V Structural and Functional Genomics
Sequencing of Wheat Chromosome 6B: Toward Functional Genomics
Abstract International Wheat Genome Sequencing Consortium (IWGSC) decided to adopt the strategy of chromosome sorting and short read assembly to overcome difficulties of wheat genome sequencing derived from the hexaploid status, the large genome size (about 17 Gb) and high repeat contents (more than 80 %). Our Japanese group was responsible for the sequencing of wheat chromosome 6B. Using DNAs from the flow-sorted chromosome arms, we conducted whole-chromosome shotgun sequencing of chromosome 6B. We sequenced more than 12 million reads obtained from the short and long arms by GS-FLX Titanium, and assembled contigs of 235 Mb for 6BS and 273 Mb for 6BL were generated by GS assembler 2.7 (Roche). These assemblies cover 56.6 % and 54.9 % of estimated sizes of 6BS (415 Mb) and 6BL (498 Mb), respectively. We annotated repetitive regions covering more than 80 % of contigs, 4,798 possible expressed loci, and various kinds of RNA genes using our annotation pipeline. We also found the evolutionary conserved regions among syntenic chromosomes from four grass genomes. For application of the 6B sequences to wheat genomics, various kinds of markers, such as simple sequence repeat (SSR) and insertion site-based polymorphism (ISBP) markers were constructed. Combination of the marker data with the comparative genome analysis will lay a strong foundation of functional genomics of the group-6 chromosomes in wheat.
Keywords Annotation • Chromosome 6B • Genome sequencing • Marker construction • RNA gene • Synteny
Chromosome by Chromosome Sequencing
Completed rice genome sequence in 2004 by International Rice Genome Sequencing Project was the first cereal genome sequence (IRGSP 2005), and then sorghum and maize genome sequences were followed (Paterson et al. 2009; Schnable et al. 2009). For the rice genome sequencing, because BAC by BAC sequencing method using Sanger sequencing was adopted, the sequencing accuracy was less than one error in 10 kb. This accuracy was validated by genome resequencing by Next Generation Sequence (NGS) data (Kawahara et al. 2013), and it showed that the rice genome sequence is the most accurate one in the cereal genomes sequenced so far. Sorghum genome was determined by whole-genome shotgun sequencing method and maize genome sequence was achieved by the combination of the minimum tiling path (MTP) method and BAC by BAC sequencing. However, their genome sequences were less accurate than rice genome and were still fragmented into many scaffolds.

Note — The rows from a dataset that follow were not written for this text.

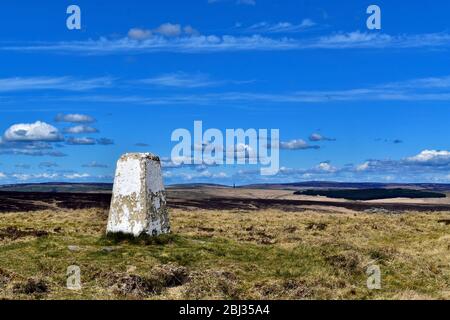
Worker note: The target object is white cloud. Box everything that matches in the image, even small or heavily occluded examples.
[5,30,450,55]
[280,139,320,150]
[64,173,91,180]
[3,121,62,142]
[356,161,370,171]
[0,77,114,92]
[316,162,337,172]
[12,173,59,181]
[406,150,450,165]
[309,133,336,142]
[66,137,96,145]
[139,72,220,88]
[128,28,152,40]
[63,125,98,134]
[154,22,181,37]
[245,19,316,33]
[83,161,108,168]
[55,113,95,123]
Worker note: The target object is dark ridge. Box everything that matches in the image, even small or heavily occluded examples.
[294,188,446,200]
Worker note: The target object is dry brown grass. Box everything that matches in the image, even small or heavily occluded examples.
[0,208,450,299]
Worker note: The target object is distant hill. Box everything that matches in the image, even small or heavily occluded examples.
[0,182,113,193]
[294,188,446,200]
[0,181,450,193]
[240,181,450,191]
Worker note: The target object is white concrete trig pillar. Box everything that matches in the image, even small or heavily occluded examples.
[107,153,170,237]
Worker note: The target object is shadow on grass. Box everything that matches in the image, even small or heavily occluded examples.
[100,232,181,246]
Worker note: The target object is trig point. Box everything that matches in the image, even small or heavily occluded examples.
[106,153,170,237]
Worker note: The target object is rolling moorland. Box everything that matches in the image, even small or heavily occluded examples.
[0,183,450,299]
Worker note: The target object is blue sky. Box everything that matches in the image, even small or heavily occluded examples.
[0,0,450,184]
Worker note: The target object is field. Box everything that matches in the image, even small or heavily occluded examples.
[0,188,450,299]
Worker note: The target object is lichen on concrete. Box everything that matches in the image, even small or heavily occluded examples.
[107,153,170,236]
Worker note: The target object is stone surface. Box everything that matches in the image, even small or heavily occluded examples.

In Pooideae, Brachypodium distachyon Bd21 genome was sequenced in 2010 by whole-genome shotgun sequencing method, because of its small genome size (272 Mb) (The International Brachypodium Initiative 2010). However, compared with the B. distachyon genome sequencing, the sequencing of other Pooideae genomes, such as wheat (Triticum aestivum L.) and barley (Hordeum vulgare L.) has fallen behind due to the complexity of their genome structures. First, the wheat and barley genome size was 17 and 5.1 Gb, respectively. They are more than 40-times and 13-times larger than rice genome. Second, repeat regions occupied more than 80 % of the genome hamper their genome assembly. Third, in particular, since wheat is a hexaploidy, it is quite hard to distinguish homoeologous sequences from A, B and D genomes.
To overcome these problems, the various new methods were applied. NGS technology enables us to assemble large sized genome with the low cost. Even if the NGS read length is several hundred bp, millions of NGS reads can be used in one analysis (the total read length is up to several Gb) so that assembly of large genomes can be conducted. For the barley genome sequencing, BAC by BAC sequencing and NGS sequencing methods were combined, and then 1.9 Gbp of the sequences were released in 2012 (The International Barley Genome Sequencing Consortium 2012). In 2013, the genome sequences of Aegilops tauschii and T. urartu were determined (Jia et al. 2013; Ling et al. 2013; Luo et al. 2013). Wheat genome was also sequenced by whole-genome shotgun technology with NGS data (Brenchley et al. 2012). However, because of the hexaploidy, whole genome assembly was not achieved as same as other diploid genomes of Triticeae.
To solve the genome complexity, chromosome sorting by flow cytometry was developed in cereal genomics (Doležel et al. 2007). This method can reduce sample complexity, such as the hexaploid status of the wheat genome, therefore International Wheat Genome Sequencing Consortium (IWGSC) decided to apply this technologies to their activity. Single chromosomes or chromosome arms were sorted by the flow cytometric analysis and chromosome (arm)-specific BAC libraries were constructed. Progress of physical map construction and genome sequencing of each chromosome and chromosome arms can be seen on the IWGSC website ( wheatgenome.org/) and URGI wheat portal site (wheat-urgi.versailles. inra.fr/).